Personalized FL with Communication Compression

The new paper Personalized Federated Learning with Communication Compression has been published.

Our paper Personalized Federated Learning with Communication Compression has been published. The arXiv link for the paper:

I was glad to work with my peers El Houcine Bergou from Mohammed VI Polytechnic University, Aritra Dutta from University of Southern Denmark, Peter Richtárik from King Abdullah University of Science and Technology.

Federated Learning

The limited amount of data for training big models for Machine Learning can leads to poor machine learning models or makes even training impossible if the high statistical variance of the obtained models is the key problem. On another side, the proliferation of mobile phones, wearable devices, tablets, and smart home devices comes with an increase in the volume of data captured and stored on them. This data contains a wealth of potentially useful information to the owners of these devices if appropriate machine learning models could be trained on the heterogeneous data stored on such devices. The traditional approach involves moving the relevant data to a data center where centralized machine learning techniques can be efficiently applied. However, applying such an approach in practice leads to several issues: (a) Many device users are increasingly sensitive to privacy concerns and prefer their data to never leave their devices; (b) Moving data from their place of origin to a centralized location is very inefficient in terms of energy and time; (c) Data from different devices have different underlying distributions.
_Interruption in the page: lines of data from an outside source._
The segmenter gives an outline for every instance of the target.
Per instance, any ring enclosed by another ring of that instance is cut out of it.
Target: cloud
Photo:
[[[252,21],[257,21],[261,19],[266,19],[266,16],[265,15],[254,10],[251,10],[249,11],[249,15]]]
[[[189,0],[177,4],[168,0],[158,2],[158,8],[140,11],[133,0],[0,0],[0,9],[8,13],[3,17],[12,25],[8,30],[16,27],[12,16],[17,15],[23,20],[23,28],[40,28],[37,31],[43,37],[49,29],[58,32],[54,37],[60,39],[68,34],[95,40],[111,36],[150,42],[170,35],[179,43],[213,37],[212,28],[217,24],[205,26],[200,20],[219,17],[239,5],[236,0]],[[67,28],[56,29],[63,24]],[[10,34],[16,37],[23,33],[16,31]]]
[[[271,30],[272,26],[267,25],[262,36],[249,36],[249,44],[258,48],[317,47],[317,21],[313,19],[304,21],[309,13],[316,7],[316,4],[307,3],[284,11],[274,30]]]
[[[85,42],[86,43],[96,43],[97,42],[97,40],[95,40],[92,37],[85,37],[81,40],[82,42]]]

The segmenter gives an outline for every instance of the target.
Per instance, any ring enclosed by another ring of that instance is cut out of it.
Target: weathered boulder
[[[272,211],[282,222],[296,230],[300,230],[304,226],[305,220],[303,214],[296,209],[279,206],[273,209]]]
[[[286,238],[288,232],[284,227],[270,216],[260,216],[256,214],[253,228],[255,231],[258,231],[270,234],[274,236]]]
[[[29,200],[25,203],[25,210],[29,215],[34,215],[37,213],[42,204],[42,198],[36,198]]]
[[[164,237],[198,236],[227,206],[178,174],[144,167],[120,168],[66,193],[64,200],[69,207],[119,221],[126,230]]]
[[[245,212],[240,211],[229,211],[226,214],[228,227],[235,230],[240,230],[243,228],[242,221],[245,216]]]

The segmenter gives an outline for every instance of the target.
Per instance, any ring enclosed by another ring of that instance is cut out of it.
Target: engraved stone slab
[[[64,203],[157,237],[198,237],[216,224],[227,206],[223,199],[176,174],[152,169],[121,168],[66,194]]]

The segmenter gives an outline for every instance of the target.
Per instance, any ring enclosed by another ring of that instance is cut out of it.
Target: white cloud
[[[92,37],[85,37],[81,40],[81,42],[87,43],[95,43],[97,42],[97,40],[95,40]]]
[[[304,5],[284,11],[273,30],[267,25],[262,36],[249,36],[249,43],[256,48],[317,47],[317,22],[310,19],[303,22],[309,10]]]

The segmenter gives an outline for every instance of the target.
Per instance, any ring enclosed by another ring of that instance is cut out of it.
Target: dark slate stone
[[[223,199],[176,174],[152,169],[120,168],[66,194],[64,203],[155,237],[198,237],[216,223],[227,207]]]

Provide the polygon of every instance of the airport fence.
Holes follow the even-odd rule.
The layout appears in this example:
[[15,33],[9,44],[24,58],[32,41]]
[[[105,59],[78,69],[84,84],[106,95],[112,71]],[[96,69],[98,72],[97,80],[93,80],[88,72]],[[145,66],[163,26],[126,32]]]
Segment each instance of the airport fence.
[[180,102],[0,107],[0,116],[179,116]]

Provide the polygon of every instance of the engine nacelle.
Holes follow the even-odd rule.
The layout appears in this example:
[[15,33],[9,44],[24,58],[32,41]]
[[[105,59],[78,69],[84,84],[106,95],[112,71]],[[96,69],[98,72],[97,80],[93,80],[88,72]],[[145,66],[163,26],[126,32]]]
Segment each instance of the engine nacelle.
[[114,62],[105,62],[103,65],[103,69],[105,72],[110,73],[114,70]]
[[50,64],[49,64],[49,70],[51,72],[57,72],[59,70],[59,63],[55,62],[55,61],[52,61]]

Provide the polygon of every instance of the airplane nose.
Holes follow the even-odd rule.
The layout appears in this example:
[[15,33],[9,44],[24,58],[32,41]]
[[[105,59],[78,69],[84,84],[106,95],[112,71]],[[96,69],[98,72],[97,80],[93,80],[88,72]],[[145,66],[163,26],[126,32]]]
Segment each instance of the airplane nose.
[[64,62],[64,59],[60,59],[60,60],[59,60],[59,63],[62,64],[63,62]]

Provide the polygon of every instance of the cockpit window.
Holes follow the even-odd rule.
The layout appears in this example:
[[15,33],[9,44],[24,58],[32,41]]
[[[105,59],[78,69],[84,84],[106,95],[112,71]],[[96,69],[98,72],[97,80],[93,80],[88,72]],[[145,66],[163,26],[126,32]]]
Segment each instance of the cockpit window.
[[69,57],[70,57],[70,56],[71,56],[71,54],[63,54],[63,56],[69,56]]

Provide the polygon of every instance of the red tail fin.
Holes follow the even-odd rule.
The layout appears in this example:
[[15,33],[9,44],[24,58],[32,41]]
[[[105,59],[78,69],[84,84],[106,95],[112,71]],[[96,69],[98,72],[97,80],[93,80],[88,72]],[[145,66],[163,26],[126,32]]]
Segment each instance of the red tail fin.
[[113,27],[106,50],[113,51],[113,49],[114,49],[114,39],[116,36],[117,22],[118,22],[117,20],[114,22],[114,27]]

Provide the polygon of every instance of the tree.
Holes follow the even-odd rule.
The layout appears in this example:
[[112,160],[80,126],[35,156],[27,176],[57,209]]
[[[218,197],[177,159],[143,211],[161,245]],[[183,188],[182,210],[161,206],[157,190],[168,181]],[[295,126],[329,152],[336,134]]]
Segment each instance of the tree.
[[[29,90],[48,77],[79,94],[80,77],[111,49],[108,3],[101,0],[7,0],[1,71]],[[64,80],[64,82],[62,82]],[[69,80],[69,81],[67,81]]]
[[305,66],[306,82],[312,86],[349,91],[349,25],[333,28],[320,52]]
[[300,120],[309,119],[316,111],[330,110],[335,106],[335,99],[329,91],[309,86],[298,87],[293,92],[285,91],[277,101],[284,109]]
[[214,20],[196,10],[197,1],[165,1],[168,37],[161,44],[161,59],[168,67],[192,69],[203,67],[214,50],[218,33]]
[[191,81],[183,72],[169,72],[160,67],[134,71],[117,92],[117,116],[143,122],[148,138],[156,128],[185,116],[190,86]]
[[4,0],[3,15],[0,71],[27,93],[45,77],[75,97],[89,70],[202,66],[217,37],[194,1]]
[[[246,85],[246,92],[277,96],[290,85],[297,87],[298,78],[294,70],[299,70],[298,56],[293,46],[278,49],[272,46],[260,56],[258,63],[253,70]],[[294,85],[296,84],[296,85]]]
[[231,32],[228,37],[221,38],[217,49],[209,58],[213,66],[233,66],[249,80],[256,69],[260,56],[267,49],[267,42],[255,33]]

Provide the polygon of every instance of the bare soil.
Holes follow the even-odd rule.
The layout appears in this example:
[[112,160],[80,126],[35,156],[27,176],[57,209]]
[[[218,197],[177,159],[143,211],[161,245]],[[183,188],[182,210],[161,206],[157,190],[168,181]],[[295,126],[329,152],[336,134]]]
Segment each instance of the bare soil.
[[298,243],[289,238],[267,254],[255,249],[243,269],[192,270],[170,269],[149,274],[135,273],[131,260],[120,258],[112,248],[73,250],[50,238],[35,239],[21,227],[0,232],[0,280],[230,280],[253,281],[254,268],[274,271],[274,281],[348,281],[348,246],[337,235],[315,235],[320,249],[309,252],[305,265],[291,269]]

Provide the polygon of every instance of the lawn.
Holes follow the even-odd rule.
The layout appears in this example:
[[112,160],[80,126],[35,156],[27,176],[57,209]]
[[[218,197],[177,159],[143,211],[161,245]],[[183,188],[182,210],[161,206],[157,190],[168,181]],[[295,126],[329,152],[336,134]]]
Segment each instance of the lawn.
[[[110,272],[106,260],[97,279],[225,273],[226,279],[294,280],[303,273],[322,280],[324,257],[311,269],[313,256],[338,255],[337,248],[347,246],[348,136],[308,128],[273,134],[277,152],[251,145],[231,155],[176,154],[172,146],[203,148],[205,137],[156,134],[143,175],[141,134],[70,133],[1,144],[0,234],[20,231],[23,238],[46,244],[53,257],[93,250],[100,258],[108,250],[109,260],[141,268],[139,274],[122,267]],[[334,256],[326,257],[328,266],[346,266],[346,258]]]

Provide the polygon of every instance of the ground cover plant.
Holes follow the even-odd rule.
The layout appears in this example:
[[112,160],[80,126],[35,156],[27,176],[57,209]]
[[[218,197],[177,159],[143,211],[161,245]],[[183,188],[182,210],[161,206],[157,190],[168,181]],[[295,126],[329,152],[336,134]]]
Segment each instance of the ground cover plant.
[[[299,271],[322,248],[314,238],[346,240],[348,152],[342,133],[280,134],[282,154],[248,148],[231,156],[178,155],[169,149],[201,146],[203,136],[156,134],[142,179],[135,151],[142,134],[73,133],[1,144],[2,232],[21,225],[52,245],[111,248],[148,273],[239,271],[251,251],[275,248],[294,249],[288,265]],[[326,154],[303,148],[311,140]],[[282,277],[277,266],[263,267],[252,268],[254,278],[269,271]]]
Federated learning (FL) (, arXiv:1912.04977, arXiv:1908.07873) has emerged as an interdisciplinary field focused on addressing these issues by training machine learning models directly on edge devices or organizations. In contrast to training traditional machine learning (ML) models in data centers, Federated Learning trains ML models over local datasets contained on resource-constrained heterogeneous edge devices.

Our work

Existing FL algorithms aim to learn a single global model for all participating devices, which may not be helpful to all devices participating in the training due to the heterogeneity of the data across the devices. Recently, Hanzely and Richtárik (2020) proposed a new formulation for training personalized FL models aimed at balancing the trade-off between the traditional global model and the local models that could be trained by individual devices using their private data only. They derived a new algorithm, called Loopless Gradient Descent (L2GD), to solve it and showed that this algorithm leads to improved communication complexity guarantees in regimes when more personalization is required. In this paper, we equip their L2GD algorithm with a bidirectional compression mechanism to further reduce the communication bottleneck between the local devices and the server. Unlike other compression-based algorithms used in the FL-setting, our compressed L2GD algorithm operates on a probabilistic communication protocol, where communication does not happen on a fixed schedule. Our compressed L2GD algorithm maintains a similar convergence rate as vanilla SGD without compression. To empirically validate the efficiency of our algorithm, we perform diverse numerical experiments and demonstrated the benefits of using our algorithm during training modern Deep Learning models used in Image Processing tasks: DenseNet-121, MobileNet, ResNet-18/56. We include experiments with Logistic Regression the model which is widely used in Statistics, Optimization, and ML for training shallow models when the modeling effort is focused on feature design rather than creating complex function classes for supervised Machine Learning tasks. All our algorithms are equipped with the theory for convex and non-convex cases for finite sum minimization problems that include solving the Empirical Risk Minimization (ERM) problem in ML.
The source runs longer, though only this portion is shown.